Toney J H, Hammond G G, Fitzgerald P M, Sharma N, Balkovec J M, Rouen G P, Olson S H, Hammond M L, Greenlee M L, Gao Y D
Department of Biochemistry, Merck Research Laboratories, Rahway, New Jersey 07065-0900, USA.
J Biol Chem. 2001 Aug 24;276(34):31913-8. doi: 10.1074/jbc.M104742200. Epub 2001 Jun 4.
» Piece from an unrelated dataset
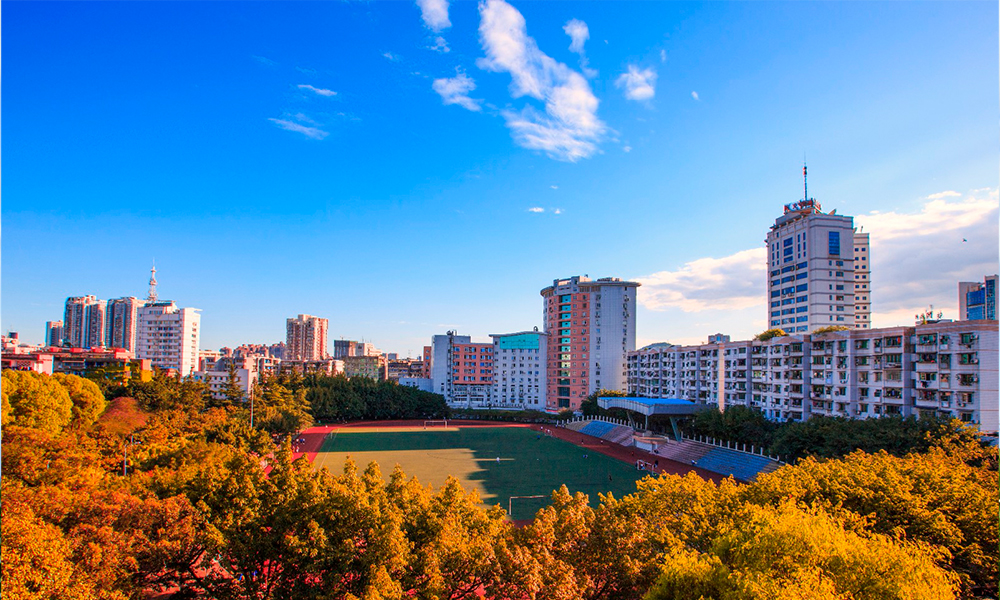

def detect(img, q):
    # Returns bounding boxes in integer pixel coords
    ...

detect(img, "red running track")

IMP-1 metallo-beta-lactamase (class B) is a plasmid-borne zinc metalloenzyme that efficiently hydrolyzes beta-lactam antibiotics, including carbapenems, rendering them ineffective. Because IMP-1 has been found in several clinically important carbapenem-resistant pathogens, there is a need for inhibitors of this enzyme that could protect broad spectrum antibiotics such as imipenem from hydrolysis and thus extend their utility. We have identified a series of 2,3-(S,S)-disubstituted succinic acids that are potent inhibitors of IMP-1. Determination of high resolution crystal structures and molecular modeling of succinic acid inhibitor complexes with IMP-1 has allowed an understanding of the potency, stereochemistry, and structure-activity relationships of these inhibitors.
IMP-1金属β-内酰胺酶(B类)是一种由质粒携带的锌金属酶,它能有效水解包括碳青霉烯类在内的β-内酰胺抗生素,使其失效。由于在几种临床上重要的耐碳青霉烯病原体中都发现了IMP-1,因此需要这种酶的抑制剂,以保护亚胺培南等广谱抗生素不被水解,从而扩大其应用范围。我们已经鉴定出一系列2,3-(S,S)-二取代琥珀酸,它们是IMP-1的强效抑制剂。通过测定琥珀酸抑制剂与IMP-1复合物的高分辨率晶体结构和分子建模,得以了解这些抑制剂的效力、立体化学和构效关系。